As far as such people are concerned, those questions have already been settled by their talking points. Why confuse the issue by digging into empirical evidence about what has actually happened when one policy or the other was followed?
The political battles about whether to have high tax rates on people in high income brackets or to instead have "tax cuts for the rich" have been fought out in at least four different administrations in the 20th century -- under Presidents Calvin Coolidge, John F. Kennedy, Ronald Reagan and George W. Bush.
The empirical facts are there, but they mean nothing if people don't look at them, and instead rely on talking points.
The first time this political battle was fought, during the Coolidge administration, the tax-cutters won. The data show that "the rich" supplied less tax revenue to the government when the top income tax rate was 73 percent in 1921 than they supplied after the income tax rate was reduced to 24 percent in 1925.
Because high tax rates can easily be avoided, both then and now, "the rich" were much less affected by high tax rates than was the economy and the people who were looking for jobs. After the Coolidge tax cuts, the increased economic activity led to unemployment rates that ranged from a high of 4.2 percent to a low of 1.8 percent.
But that is only a fact about reality -- and, for many, reality has no such appeal as talking points.
The same preference for talking points, and the same lack of interest in digging into the facts about realities, prevails today in discussions of whether to have a government-controlled medical system.
Since there are various countries, such as Canada and Britain, that have the kind of government-controlled medical systems that some Americans advocate, you might think that there would be great interest in the quality of medical care in these countries.
The data are readily available as to how many weeks or months people have to wait to see a primary care physician in such countries, and how many additional weeks or months they have to wait after they are referred to a surgeon or other specialist. There are data on how often their governments allow patients to receive the latest pharmaceutical drugs, as compared to how often Americans use such advanced medications.

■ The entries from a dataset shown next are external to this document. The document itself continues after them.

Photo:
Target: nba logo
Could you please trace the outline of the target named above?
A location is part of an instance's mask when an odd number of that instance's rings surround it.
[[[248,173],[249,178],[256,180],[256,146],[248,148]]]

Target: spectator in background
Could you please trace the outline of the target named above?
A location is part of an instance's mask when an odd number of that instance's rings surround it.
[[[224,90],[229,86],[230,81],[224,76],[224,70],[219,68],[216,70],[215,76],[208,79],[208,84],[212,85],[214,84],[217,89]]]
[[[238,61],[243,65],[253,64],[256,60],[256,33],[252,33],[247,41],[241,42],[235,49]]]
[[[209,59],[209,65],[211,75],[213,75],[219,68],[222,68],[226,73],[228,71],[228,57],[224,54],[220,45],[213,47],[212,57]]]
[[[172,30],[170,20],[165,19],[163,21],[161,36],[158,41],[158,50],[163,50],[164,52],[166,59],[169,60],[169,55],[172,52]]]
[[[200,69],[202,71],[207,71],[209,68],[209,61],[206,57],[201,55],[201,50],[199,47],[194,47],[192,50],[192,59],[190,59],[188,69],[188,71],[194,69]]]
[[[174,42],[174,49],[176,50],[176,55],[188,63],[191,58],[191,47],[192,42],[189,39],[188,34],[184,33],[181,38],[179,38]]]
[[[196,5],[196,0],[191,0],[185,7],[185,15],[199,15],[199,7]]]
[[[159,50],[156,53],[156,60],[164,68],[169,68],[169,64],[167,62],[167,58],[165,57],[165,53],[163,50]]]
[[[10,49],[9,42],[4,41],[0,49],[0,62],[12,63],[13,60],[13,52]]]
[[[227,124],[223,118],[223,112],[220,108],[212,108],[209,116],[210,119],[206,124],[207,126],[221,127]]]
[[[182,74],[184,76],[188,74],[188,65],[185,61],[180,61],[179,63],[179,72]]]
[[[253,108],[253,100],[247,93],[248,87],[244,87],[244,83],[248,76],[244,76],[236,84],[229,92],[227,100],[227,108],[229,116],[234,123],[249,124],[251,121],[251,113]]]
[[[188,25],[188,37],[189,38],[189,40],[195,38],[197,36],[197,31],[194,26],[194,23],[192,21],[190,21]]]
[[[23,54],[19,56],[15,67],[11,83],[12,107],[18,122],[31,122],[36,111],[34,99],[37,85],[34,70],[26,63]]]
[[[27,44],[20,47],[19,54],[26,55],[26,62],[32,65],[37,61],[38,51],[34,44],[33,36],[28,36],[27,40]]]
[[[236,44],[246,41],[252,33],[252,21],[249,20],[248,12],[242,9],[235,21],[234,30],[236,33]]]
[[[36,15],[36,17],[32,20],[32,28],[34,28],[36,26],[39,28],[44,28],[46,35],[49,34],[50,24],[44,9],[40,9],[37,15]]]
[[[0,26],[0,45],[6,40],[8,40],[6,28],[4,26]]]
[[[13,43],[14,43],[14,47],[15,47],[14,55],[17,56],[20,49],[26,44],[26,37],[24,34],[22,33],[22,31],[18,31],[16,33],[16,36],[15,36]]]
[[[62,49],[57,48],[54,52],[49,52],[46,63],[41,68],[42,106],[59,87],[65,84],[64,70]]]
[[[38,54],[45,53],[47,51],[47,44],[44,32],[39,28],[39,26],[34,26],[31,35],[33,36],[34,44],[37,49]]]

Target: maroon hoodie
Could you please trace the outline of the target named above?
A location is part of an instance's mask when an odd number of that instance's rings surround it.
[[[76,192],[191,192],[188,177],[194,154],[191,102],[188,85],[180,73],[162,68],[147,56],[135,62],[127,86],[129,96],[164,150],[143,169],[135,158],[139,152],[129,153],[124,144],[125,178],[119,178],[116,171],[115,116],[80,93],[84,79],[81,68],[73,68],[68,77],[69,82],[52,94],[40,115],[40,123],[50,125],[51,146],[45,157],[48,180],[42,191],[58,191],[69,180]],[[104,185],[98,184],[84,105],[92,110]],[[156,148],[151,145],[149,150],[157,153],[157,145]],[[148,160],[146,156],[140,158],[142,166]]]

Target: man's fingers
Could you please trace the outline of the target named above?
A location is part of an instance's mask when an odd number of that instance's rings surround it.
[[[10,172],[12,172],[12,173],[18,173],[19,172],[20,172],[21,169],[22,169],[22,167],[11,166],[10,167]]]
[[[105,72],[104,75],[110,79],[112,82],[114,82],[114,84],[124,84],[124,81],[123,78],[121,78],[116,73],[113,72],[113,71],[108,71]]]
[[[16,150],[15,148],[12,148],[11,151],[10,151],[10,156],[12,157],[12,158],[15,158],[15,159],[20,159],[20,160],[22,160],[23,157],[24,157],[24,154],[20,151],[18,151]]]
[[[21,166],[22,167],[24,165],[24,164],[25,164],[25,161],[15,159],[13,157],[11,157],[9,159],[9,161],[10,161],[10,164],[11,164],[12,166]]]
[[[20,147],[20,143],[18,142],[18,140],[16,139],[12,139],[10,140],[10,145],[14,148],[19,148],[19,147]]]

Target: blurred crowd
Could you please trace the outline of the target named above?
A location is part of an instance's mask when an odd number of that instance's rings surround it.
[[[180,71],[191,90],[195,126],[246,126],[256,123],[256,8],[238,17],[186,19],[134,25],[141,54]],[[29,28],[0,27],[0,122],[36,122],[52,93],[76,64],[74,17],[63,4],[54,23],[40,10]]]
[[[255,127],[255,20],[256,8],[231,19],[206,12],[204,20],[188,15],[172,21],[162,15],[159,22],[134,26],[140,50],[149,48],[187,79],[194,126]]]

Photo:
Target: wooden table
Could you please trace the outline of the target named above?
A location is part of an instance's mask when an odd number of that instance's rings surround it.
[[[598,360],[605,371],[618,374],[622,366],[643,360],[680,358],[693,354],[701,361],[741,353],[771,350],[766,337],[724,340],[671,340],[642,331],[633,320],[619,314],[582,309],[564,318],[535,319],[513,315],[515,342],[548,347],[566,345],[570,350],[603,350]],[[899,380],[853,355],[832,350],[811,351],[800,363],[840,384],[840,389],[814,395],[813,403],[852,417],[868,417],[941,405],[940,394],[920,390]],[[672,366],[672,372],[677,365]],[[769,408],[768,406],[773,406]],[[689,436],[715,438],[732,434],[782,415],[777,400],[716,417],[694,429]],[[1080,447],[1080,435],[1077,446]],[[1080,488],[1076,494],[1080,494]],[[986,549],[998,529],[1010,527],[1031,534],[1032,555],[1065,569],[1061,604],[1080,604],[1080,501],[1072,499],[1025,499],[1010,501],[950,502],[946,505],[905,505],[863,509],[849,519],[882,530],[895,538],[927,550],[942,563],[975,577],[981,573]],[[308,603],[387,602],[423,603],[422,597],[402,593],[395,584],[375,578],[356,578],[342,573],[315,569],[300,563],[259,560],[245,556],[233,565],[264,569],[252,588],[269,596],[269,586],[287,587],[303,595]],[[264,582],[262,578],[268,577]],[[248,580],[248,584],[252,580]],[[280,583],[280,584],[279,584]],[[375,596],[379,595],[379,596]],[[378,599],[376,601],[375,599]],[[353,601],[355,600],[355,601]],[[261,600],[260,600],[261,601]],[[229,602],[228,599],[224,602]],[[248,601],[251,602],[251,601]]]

But supporters of government medical care show virtually no interest in such realities. Their big talking point is that the life expectancy in the United States is not as long as in those other countries. End of discussion, as far as they are concerned.
They have no interest in the reality that medical care has much less effect on death rates from homicide, obesity, and narcotics addiction than it has on death rates from cancer or other conditions that doctors can do something about. Americans survive various cancers better than people anywhere else. Americans also get to see doctors much sooner for medical treatment in general.
Talking points trump reality in political discussions of many other issues, from gun control to rent control. Reality simply does not have the pizzazz of clever talking points.